Assignment Zero

Billed as An Experiment in Pro-Am Journalism

“One day stories with a thousand people on the masthead might become routine, and we’ll know how to do them. For now we just need hundreds, acting in the spirit of the enterprise, to help us take apart and put together a single, sprawling story. Assignment Zero is a starting point, a base line. Who knows where we will end up. But if reporting in the open style ever comes into its own–at our site or someone else’s–that might very well change journalism and expand what’s humanly possible with the instrument of a free press.”

So IT matters, then?

From San Jose Mercury News

The use of information technology was “the major driver” of economic growth over the past decade, adding $2 trillion a year to the economy, according to a report by the Information Technology and Innovation Foundation.

Fueled by “the phenomenal growth of computer power” since 2000, the use of IT has given new tools to businesses and improved productivity while controlling costs, said Rob Atkinson, a researcher and government adviser who heads the IT Foundation.

But the full impact of the “IT revolution” has not been recognized by government officials because of lingering skepticism from the dot-com boom the late 1990s and the bust that followed, he added. The 53-page report was an effort to catalog the IT industry’s impact.
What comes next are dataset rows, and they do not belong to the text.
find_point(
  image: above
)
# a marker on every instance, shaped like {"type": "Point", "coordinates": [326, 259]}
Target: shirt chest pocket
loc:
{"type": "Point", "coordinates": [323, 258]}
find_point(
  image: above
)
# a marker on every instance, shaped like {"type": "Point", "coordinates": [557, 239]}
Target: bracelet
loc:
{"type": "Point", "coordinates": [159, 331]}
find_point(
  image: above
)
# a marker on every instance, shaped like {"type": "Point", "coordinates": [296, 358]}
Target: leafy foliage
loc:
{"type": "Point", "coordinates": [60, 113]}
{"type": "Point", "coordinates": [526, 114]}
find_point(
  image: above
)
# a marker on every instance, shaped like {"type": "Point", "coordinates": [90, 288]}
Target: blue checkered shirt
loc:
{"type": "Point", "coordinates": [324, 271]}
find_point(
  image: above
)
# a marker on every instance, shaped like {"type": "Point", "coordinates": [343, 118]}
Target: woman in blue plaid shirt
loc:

Atkinson’s foundation is a think tank backed by such tech companies as Cisco Systems, IBM and eBay, and its goal is to push an “innovation agenda” in Washington. Atkinson said that doesn’t mean subsidies for specific industries but greater investment in research, use of the tax code to spur investment and “do no harm” policies that don’t hinder growth.
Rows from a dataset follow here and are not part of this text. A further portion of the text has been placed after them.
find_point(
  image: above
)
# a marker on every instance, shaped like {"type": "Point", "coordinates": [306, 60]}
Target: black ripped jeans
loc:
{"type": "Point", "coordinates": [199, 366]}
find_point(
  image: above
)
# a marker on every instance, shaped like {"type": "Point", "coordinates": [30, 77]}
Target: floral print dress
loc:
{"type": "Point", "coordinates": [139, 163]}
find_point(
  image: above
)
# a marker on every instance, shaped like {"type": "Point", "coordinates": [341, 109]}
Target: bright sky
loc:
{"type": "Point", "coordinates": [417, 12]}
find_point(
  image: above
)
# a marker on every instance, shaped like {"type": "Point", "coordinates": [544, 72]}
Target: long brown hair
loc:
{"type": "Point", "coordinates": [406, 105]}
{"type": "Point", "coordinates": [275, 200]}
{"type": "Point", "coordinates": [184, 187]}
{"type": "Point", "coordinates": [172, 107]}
Hmmm… Full report is here. I bet Nick Carr has something to say about this. After all, he shot to fame with a sceptical book entitled Does IT Matter?. Just checked his blog [23:50 on 14.03.2007]. Nothing.

Tories discover Open Source

The Shadow Chancellor, George Osborne, has posted a shortened version of a speech to the RSA on IT and government. Excerpt:

I think that our willingness to change needs to match the scale of the technological revolution taking place all around us. Just as companies all over the world are changing the way that they do business, so too must we evolve.

In short, I believe that we need to recast the political settlement for the digital age. We need open source politics…

The Guardian version of the speech attracted 45 comments, the majority of which seemed to miss the point in one way or another. Of the 45, only about four were genuinely thoughtful or illuminating, and perhaps another four were trying to be helpful by adding links or references. It’s a sobering illustration of the problems with online ‘debate’.

In the Blogosphere, though, there was a good deal of intelligent discussion — for example from David Wilcox. There’s something interesting going on here, with the New Tories sidling up to the Google/Web 2.0 gang while New Labour clings to Microsoft and Sir Billg.